J'en viens enfin aux parents, qui doivent être inclus en toute transparence dans le projet. Ils sont notamment partie prenante des comités d'éducation à la santé, à la citoyenneté et à l'environnement (CESCE), qui gagneraient à être développés au sein des établissements scolaires.
Les discours masculinistes ne s'arrêtant pas à la porte de l'école, les parents doivent prolonger le travail pédagogique que nous menons. Il faut donc les sensibiliser régulièrement, notamment lors des « cafés des parents » qui sont l'occasion de discuter et de construire ensemble des réponses et des pistes d'action.
Tout ceci nécessite des moyens pour l'Éducation nationale et les associations de terrain. Au-delà de ces séances, qui demandent un fort investissement, nous devons effectuer une veille régulière et développer sans cesse de nouveaux outils permettant de répondre aux besoins du terrain, qui évoluent très vite.
Les dispositions de la loi du 4 juillet 2001 relative à l'interruption volontaire de grossesse et à la contraception en matière d'éducation à la santé et à la sexualité sont insuffisamment appliquées. Les séances de prévention doivent débuter non pas à partir de la puberté ou de la classe de quatrième, comme c'est le cas dans de nombreux établissements, mais dès le plus jeune âge.
Il nous faut également mesurer notre impact auprès de ces jeunes, et ajuster les contenus et les outils lorsque cela est nécessaire. Cette année, le Mouvement du Nid a mené une étude d'impact nationale afin de mesurer l'efficacité de notre méthodologie et de nos actions auprès des élèves et des équipes pédagogiques. Les conclusions de cette étude, qui seront présentées d'ici à la prochaine rentrée scolaire, vous seront transmises.
Il nous faut enfin améliorer l'inclusivité de nos outils pédagogiques, notamment auprès des jeunes en situation de handicap, des jeunes déscolarisés ou qui relèvent de la protection de l'enfance.

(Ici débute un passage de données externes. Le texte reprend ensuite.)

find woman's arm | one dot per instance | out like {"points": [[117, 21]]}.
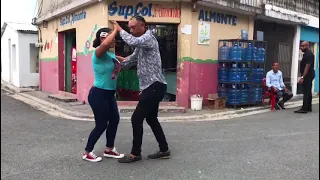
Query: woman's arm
{"points": [[105, 45], [120, 58]]}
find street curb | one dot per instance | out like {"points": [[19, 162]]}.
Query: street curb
{"points": [[49, 107]]}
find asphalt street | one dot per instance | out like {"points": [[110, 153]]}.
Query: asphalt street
{"points": [[273, 146]]}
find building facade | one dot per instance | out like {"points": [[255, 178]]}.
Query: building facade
{"points": [[188, 34], [19, 54], [285, 24]]}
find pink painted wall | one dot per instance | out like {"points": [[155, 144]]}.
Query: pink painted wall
{"points": [[202, 79], [85, 77], [183, 83], [49, 76]]}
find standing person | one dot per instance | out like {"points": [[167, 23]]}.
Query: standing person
{"points": [[274, 81], [153, 87], [307, 75], [102, 95]]}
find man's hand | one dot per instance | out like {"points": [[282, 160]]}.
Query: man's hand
{"points": [[286, 90], [121, 59], [301, 81], [116, 26]]}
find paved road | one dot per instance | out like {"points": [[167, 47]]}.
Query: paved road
{"points": [[272, 146]]}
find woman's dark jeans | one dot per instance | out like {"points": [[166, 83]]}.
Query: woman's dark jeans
{"points": [[105, 109]]}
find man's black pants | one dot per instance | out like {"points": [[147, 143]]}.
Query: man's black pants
{"points": [[147, 108], [307, 93]]}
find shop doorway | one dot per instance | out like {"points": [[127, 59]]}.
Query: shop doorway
{"points": [[67, 60], [128, 83], [279, 38]]}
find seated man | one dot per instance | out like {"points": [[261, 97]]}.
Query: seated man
{"points": [[274, 81]]}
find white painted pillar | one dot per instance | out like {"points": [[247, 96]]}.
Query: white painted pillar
{"points": [[295, 60]]}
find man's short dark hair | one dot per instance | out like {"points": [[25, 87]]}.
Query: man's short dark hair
{"points": [[139, 18]]}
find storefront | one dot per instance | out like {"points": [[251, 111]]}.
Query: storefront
{"points": [[188, 43], [311, 35]]}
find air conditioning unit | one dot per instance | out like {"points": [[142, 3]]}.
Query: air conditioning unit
{"points": [[39, 45]]}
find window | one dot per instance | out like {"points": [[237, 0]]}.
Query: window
{"points": [[34, 60]]}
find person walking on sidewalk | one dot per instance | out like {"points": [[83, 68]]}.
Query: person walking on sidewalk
{"points": [[102, 95], [153, 87], [307, 75]]}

Pour conclure, je vous encourage vivement à étudier les deux pays pionniers que sont le Canada et la Suède. Le Canada a en effet développé des outils et mené de nombreuses recherches scientifiques en la matière, tandis que la Suède a réussi à intégrer l'apprentissage dès le plus jeune âge de l'égalité et du consentement dans l'ensemble des matières - biologie, histoire, éducation civique, littérature.
Mme Annick Billon, présidente. - Je vous remercie, mesdames, monsieur, de vos présentations très complètes.
Au nom de la délégation, je tiens à remercier particulièrement les représentants des associations le Mouvement du Nid et e-Enfance/3018 pour tout le travail qu'ils accomplissent. Non seulement vous faites émerger des sujets sur le devant de la scène, mais vous palliez parfois le déficit de politiques publiques, et c'est grâce à vous que certaines affaires sont portées devant les tribunaux.
Mme Laurence Rossignol, rapporteure. - Je vous remercie à mon tour.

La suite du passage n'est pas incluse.